Around 1850, Dante Gabriel Rossetti painted a woodland background, but never completed it. It sat in his studio for twenty years until he resurrected it and made it into the scene you see here. Model Alexa Wilding is on the right-hand side. Marie Spartali Stillman, an accomplished Pre-Raphaelite artist in her own right, is on the left. You can learn more about some of Rossetti’s frequently used models here.
For years, when I would see this piece I would focus on the women in the foreground. What’s their story? They play music and dance, yet there is a sense of sadness. Each of them looks in a different direction. They are in a group, but they seem alone. This is a painting that prioritizes mood over narrative.
Now my focus has shifted to the lone woman in the background. I could feel sorry for her but understanding the occasional need for solitude, maybe she is exactly where she wants to be. Not participating with the group, but close enough to hear the music. Perhaps it is the music she seeks.

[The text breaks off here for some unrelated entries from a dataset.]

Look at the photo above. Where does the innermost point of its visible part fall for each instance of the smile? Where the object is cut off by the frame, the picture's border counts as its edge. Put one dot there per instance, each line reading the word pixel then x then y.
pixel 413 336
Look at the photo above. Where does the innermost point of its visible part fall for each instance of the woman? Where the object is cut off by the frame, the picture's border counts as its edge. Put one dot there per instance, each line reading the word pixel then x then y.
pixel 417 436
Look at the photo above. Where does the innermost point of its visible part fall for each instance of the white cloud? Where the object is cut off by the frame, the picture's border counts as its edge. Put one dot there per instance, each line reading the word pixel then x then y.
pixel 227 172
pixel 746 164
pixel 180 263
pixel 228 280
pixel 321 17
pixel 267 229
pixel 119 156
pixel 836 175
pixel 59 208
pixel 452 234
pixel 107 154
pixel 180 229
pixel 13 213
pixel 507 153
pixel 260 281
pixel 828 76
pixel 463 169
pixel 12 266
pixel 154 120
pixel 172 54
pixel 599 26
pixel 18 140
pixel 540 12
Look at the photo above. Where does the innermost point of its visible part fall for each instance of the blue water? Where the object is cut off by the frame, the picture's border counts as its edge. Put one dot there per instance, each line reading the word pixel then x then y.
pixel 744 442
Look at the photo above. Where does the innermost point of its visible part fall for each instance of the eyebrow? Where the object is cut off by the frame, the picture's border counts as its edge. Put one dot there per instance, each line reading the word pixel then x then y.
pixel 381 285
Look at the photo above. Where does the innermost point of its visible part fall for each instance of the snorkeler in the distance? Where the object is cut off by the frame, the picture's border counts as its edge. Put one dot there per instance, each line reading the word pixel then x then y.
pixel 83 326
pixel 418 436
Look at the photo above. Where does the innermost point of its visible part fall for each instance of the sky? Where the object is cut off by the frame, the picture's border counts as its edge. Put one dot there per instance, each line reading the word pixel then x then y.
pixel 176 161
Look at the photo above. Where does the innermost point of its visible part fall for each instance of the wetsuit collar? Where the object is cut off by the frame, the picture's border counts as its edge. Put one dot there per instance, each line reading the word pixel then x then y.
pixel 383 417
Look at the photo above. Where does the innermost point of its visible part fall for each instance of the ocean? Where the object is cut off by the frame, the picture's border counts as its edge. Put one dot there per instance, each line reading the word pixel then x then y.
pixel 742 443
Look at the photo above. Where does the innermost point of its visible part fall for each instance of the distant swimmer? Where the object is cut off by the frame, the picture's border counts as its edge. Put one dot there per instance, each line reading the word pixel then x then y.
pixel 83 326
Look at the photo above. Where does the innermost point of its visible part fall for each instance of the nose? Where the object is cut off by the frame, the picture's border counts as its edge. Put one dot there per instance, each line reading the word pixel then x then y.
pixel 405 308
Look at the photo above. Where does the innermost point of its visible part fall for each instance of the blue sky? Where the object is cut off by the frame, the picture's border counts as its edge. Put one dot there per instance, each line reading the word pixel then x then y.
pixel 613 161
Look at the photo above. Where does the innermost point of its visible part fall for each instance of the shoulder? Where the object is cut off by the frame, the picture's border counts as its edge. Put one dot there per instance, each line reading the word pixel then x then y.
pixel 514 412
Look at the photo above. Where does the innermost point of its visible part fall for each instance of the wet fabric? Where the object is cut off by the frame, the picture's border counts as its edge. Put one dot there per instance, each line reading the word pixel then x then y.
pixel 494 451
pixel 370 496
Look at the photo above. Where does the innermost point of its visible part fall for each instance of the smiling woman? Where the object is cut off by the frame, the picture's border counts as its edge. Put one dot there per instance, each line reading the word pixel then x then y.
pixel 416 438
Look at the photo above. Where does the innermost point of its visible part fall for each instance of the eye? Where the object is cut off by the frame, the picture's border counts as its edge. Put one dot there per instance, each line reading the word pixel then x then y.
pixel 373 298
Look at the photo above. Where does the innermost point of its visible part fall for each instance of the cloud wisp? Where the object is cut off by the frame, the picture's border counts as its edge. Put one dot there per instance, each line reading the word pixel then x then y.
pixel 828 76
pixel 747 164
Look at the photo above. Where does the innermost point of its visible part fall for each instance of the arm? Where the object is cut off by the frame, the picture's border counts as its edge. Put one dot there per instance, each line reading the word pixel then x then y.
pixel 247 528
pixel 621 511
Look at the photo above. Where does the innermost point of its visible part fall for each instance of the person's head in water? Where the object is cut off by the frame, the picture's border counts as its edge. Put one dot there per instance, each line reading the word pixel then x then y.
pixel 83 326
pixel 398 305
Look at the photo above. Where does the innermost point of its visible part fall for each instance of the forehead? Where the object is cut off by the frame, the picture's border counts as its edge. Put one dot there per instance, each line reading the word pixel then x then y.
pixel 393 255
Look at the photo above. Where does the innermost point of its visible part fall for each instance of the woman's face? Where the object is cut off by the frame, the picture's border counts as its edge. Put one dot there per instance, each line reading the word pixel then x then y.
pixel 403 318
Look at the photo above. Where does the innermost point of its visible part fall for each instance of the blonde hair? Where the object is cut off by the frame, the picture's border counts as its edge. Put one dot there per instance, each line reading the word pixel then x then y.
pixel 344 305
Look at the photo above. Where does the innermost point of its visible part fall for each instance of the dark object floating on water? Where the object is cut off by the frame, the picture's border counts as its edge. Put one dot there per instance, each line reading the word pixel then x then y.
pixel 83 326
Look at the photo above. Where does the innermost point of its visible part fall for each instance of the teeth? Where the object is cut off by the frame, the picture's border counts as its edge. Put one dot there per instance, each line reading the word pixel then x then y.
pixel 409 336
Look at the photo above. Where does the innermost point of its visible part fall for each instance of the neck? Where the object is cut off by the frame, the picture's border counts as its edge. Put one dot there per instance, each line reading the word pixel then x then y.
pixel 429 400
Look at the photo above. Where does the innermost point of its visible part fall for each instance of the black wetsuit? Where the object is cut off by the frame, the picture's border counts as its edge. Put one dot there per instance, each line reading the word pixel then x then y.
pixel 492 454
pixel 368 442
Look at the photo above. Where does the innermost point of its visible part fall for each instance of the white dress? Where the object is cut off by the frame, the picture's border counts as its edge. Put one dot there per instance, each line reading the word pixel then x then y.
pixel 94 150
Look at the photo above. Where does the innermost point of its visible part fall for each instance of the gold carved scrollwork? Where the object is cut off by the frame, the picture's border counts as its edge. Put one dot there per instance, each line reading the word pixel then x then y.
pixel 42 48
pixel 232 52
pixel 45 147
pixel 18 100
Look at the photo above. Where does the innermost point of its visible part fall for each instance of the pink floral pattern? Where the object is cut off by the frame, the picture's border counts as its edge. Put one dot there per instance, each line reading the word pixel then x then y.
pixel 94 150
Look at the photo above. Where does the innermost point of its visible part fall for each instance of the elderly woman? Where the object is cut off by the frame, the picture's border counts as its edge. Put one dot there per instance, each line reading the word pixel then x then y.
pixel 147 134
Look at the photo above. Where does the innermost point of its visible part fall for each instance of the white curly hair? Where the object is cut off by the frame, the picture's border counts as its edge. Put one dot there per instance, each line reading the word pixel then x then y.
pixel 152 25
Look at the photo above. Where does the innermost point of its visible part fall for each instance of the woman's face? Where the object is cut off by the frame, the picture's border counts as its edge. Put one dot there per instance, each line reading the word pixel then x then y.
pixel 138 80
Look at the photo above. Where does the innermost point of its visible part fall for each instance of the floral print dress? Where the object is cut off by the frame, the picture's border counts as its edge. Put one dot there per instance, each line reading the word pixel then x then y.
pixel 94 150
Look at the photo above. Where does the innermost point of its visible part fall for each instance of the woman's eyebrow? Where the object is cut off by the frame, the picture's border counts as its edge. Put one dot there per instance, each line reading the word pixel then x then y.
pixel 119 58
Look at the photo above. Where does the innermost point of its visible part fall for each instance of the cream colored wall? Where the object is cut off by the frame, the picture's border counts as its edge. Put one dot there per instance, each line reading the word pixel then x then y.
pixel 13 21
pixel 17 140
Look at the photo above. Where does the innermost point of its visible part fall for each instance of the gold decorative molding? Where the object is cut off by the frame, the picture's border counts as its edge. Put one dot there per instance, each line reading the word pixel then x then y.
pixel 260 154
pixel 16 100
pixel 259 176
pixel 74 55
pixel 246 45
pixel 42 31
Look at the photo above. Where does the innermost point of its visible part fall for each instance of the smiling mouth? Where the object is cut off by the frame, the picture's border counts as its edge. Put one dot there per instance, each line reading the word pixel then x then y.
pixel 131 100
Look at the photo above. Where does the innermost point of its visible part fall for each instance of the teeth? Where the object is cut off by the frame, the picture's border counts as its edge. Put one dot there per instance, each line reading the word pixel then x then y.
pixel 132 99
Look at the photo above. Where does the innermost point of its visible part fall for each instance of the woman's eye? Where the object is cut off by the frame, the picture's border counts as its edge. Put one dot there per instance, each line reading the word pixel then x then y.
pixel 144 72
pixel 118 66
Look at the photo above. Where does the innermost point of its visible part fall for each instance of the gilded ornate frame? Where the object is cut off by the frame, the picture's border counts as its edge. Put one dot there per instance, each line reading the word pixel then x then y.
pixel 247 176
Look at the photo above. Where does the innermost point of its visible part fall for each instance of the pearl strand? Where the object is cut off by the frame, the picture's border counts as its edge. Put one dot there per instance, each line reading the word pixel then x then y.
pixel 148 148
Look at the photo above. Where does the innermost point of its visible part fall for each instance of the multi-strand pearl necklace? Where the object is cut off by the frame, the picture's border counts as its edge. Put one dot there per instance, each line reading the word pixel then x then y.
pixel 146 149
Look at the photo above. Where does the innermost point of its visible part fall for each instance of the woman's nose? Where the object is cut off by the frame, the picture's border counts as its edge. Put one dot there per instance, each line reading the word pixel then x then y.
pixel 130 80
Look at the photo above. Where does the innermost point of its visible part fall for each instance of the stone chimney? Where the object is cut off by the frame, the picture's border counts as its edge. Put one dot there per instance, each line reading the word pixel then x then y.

Music is a catalyst. It evokes an intense emotional response. In Rossetti’s day, before recordings, it was an experience the listener had to be present for. So, in painting The Bower Meadow he is not merely painting beautiful women, he is capturing a moment. The musicians perform their art, the listeners respond physically with dance and the woman in the distance is the only witness to this exchange. Except for ourselves,of course, on the other side of the canvas.